Elena Langlois - Berkshire Hathaway HomeServices Commonwealth Real Estate



Posted by Elena Langlois on 11/16/2017

The Massachusetts Homestead Law is a very useful law that was put into place as a protection of homeowners’ property. The law may protect your home against the claims of creditors. The act applies to your home if: 

  • You live in the home or plan to live in it
  • You use the home or plan to use the home as your primary residence 

Things To Know About The Law


It does protect manufactured and mobile home

Homestead protection does not stop your home from being foreclosed on in the event that you don’t pay your mortgage


Declaration Of Homestead


You must declare that your property is a homestead property in the state of Massachusetts. This declaration will protect the equity value of your home from creditors. The equity of your home is what the “fair market value” of the home is. To calculate this value, find out what the value of your home is, then subtract all home equity loans, liens, and mortgages that you have against the house. The number that’s left is what the equity value of your home is.

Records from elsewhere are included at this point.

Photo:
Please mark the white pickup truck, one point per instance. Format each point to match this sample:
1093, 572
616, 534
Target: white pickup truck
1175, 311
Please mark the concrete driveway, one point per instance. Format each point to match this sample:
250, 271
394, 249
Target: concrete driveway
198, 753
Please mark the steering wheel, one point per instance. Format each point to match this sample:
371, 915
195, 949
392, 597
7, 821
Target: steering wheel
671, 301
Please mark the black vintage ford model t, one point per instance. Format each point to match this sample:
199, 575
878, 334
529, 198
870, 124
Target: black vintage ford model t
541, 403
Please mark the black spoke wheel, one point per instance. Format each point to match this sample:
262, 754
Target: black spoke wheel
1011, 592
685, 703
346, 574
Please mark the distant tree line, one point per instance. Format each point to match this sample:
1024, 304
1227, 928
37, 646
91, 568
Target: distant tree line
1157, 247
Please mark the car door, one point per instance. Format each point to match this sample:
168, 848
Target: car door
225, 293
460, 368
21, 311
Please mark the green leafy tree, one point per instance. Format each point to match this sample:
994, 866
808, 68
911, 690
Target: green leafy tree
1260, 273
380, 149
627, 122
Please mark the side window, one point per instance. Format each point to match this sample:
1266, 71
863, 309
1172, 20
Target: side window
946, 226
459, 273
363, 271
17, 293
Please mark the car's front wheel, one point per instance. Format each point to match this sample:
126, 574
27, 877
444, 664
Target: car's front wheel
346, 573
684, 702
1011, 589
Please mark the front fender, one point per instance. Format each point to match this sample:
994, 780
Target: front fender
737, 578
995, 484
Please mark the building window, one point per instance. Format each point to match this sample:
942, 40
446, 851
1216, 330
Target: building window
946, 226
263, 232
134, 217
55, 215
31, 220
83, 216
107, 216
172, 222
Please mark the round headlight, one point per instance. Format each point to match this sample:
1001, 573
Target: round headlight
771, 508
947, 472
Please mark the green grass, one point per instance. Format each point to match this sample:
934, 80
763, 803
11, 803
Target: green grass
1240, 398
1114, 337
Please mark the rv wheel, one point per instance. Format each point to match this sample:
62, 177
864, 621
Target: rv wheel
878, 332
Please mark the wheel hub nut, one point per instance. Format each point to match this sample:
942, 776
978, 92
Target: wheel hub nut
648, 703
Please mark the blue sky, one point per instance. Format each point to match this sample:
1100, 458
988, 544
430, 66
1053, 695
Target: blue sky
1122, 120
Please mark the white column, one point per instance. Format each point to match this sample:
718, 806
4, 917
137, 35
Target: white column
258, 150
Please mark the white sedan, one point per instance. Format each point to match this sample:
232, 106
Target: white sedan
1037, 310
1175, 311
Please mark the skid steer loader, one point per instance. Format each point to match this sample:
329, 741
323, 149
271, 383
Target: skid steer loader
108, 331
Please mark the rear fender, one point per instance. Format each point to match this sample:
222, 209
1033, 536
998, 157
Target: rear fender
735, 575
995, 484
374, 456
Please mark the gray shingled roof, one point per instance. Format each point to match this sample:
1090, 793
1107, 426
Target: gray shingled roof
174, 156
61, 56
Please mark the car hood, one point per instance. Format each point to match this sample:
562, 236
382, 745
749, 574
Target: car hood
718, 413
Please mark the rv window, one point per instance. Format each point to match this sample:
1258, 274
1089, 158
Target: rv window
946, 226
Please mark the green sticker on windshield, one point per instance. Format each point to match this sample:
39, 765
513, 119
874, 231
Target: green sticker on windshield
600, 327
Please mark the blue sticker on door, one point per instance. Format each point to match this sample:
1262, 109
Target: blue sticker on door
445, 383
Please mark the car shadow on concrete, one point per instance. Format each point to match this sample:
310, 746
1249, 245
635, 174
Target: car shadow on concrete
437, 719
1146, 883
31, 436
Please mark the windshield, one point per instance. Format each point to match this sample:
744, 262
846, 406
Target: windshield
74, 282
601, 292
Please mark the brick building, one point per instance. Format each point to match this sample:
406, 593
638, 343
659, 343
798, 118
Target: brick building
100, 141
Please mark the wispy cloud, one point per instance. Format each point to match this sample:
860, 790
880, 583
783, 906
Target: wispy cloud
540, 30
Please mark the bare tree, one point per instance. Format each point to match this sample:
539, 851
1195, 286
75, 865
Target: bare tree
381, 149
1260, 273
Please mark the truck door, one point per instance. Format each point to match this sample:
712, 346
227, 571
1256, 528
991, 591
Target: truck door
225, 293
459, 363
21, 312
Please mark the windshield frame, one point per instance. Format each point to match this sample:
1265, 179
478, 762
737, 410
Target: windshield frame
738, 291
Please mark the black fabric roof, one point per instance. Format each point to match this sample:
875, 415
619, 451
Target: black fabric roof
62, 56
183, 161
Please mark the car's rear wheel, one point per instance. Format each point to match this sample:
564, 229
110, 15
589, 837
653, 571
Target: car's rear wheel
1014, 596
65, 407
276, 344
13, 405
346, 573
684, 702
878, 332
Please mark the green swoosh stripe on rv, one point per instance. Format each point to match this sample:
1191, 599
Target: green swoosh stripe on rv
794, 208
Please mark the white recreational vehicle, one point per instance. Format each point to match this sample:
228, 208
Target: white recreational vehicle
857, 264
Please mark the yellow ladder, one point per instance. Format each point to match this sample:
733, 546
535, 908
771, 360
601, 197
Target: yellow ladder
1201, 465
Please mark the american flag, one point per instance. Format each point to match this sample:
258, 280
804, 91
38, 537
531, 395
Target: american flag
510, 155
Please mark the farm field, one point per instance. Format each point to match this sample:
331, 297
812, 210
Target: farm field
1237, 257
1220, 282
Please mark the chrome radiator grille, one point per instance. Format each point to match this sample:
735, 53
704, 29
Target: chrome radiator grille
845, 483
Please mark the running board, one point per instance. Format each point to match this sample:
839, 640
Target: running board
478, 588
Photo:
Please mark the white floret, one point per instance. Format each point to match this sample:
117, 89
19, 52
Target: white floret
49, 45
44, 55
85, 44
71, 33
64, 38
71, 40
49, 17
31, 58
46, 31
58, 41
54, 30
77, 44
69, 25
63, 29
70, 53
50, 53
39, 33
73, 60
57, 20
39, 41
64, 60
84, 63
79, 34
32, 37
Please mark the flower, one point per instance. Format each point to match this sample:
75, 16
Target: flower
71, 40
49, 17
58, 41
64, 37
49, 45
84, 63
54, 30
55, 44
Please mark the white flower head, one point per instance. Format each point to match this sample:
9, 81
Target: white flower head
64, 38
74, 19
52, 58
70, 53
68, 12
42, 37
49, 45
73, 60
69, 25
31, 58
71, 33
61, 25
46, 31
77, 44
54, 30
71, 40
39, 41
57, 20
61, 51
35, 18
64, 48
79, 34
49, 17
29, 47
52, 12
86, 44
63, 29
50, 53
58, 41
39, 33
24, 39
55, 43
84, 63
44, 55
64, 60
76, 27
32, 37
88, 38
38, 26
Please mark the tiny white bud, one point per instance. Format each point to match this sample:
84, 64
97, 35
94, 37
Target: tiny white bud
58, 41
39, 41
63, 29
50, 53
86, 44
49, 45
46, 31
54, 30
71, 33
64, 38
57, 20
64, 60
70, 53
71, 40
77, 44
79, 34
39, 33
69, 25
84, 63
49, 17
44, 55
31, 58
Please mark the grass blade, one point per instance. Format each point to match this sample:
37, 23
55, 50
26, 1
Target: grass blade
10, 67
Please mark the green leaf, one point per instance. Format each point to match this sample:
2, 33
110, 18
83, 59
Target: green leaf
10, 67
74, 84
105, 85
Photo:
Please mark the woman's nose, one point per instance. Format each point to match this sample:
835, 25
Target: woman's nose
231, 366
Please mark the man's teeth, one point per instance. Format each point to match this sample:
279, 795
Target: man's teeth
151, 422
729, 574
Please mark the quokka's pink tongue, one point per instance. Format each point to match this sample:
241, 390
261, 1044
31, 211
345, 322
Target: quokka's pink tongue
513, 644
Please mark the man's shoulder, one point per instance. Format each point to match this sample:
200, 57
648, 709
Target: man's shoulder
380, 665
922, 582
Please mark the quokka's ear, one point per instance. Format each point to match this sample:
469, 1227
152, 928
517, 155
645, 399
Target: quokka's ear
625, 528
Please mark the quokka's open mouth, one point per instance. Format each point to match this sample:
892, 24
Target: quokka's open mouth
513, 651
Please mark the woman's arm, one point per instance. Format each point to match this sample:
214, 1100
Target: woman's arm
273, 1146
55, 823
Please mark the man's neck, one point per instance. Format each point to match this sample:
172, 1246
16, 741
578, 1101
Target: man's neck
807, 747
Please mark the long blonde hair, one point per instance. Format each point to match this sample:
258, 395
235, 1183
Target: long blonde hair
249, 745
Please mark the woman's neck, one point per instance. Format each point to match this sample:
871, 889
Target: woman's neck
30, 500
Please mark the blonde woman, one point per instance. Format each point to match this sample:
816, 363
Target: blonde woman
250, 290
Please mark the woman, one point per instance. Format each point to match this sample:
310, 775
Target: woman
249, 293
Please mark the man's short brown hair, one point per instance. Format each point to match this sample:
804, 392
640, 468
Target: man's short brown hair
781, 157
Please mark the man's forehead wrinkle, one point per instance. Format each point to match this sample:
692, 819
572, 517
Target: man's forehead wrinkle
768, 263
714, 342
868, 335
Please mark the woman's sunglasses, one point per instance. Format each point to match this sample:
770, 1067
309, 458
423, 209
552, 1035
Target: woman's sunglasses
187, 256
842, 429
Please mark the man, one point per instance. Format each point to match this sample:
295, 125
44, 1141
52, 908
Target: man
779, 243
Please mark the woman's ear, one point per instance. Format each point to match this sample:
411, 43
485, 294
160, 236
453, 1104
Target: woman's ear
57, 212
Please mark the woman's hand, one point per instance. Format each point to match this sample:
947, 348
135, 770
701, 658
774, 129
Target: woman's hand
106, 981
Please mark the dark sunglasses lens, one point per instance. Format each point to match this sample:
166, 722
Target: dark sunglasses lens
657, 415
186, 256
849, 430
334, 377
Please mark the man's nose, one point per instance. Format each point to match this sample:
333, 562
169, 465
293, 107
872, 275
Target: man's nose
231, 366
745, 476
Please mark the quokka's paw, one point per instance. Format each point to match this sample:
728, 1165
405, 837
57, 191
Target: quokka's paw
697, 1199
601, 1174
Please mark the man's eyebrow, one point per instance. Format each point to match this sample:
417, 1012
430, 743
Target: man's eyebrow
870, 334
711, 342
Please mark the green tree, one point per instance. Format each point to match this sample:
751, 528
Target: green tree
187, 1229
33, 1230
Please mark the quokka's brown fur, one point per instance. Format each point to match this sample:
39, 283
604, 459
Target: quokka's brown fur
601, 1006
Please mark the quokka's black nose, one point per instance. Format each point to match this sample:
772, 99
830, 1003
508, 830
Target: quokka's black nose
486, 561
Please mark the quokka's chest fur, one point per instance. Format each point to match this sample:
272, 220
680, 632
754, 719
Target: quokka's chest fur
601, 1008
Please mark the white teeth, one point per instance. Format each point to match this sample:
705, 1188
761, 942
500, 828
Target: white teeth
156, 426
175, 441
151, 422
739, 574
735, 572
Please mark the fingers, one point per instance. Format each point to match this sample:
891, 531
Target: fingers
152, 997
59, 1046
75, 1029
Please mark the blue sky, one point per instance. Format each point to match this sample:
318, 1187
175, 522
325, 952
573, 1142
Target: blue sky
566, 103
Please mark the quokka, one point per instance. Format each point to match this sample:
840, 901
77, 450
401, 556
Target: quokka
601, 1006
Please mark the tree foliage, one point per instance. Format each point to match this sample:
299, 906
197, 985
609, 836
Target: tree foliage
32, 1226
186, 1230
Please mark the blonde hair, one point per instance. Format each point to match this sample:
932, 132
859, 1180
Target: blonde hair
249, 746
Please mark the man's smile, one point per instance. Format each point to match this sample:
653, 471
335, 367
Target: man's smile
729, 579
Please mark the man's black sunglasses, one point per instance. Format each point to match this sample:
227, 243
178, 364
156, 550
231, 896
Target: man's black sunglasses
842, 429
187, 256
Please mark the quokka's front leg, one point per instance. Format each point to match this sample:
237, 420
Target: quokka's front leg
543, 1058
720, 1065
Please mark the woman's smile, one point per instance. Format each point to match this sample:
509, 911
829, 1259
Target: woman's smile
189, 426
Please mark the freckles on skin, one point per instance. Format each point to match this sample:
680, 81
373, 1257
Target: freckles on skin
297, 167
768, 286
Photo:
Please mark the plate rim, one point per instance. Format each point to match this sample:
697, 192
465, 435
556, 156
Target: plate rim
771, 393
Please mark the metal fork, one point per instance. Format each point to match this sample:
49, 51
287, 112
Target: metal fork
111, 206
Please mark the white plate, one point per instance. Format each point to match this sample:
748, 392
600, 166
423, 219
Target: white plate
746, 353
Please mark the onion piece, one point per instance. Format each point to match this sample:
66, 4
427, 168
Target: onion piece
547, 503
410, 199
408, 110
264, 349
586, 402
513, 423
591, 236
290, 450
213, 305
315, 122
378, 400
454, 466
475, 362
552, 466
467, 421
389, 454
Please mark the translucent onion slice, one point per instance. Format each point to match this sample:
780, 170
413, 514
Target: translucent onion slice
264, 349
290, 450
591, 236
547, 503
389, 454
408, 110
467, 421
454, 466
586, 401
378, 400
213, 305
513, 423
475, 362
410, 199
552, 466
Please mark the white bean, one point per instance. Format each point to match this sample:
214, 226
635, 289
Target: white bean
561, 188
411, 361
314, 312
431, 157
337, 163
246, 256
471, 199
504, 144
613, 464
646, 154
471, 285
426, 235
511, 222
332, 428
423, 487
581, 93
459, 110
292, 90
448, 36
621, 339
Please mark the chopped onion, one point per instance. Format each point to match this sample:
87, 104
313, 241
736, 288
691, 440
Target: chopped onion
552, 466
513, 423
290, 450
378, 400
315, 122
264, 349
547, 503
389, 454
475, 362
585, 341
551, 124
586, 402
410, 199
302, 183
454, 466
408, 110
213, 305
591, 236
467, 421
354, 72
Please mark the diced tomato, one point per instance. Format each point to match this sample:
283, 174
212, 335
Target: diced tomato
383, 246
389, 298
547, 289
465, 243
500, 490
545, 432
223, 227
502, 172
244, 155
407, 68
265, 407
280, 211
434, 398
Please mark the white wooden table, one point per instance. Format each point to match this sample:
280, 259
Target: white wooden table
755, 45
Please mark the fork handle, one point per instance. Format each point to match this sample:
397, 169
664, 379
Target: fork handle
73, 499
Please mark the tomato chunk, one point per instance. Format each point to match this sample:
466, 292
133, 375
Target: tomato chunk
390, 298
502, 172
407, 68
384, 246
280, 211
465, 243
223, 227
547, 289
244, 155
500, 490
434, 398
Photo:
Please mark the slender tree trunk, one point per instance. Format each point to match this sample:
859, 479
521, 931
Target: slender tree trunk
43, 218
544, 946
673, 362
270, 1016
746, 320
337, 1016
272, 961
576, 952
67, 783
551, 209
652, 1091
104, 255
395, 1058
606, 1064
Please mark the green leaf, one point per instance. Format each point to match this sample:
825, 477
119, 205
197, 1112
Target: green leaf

When a Declaration Of Homestead is in place, you’re protected from creditors who would otherwise force you to use your equity so that you you can repay the debts that are owed. Without this protection, creditors can foreclose on your home. The only creditors that a Homestead does not protect you from are home loan companies, the IRS and legal child support obligations. 


When the loan for your home is in good standing and a Homestead is in place in Massachusetts, the following applies:


A creditor cannot auction your home if you, other owners of your home, any family members, or any family members who move into your home at a future date live there. This means that even in the event of your death, these people will all be protected from creditors taking value from the property while they are living on the property. 


Key Points


Any family members who have debts and are living in the house are also protected under the Homestead Act in Massachusetts. 


$125,000 is automatically protected. 

A Homestead Declaration needs to be filed for up to $500,000 of protection to be initiated.  


How A Declaration Of Homestead Is Filed


You’ll need to go to the Registry Of Deeds in the county where the property is located in Massachusetts to file a Declaration Of Homestead. The document will need to be notarized and there is a fee associated with filing. You may be asked if you’d like to file the Homestead Protection during the purchase agreement signing for your Massachusetts home. Note that if a lien was put on your property before the Homestead Declaration is filed, you are not protected.


Talk to your real estate attorney and realtor for more details and information on how to file a Homestead Declaration when you purchase your Massachusetts home.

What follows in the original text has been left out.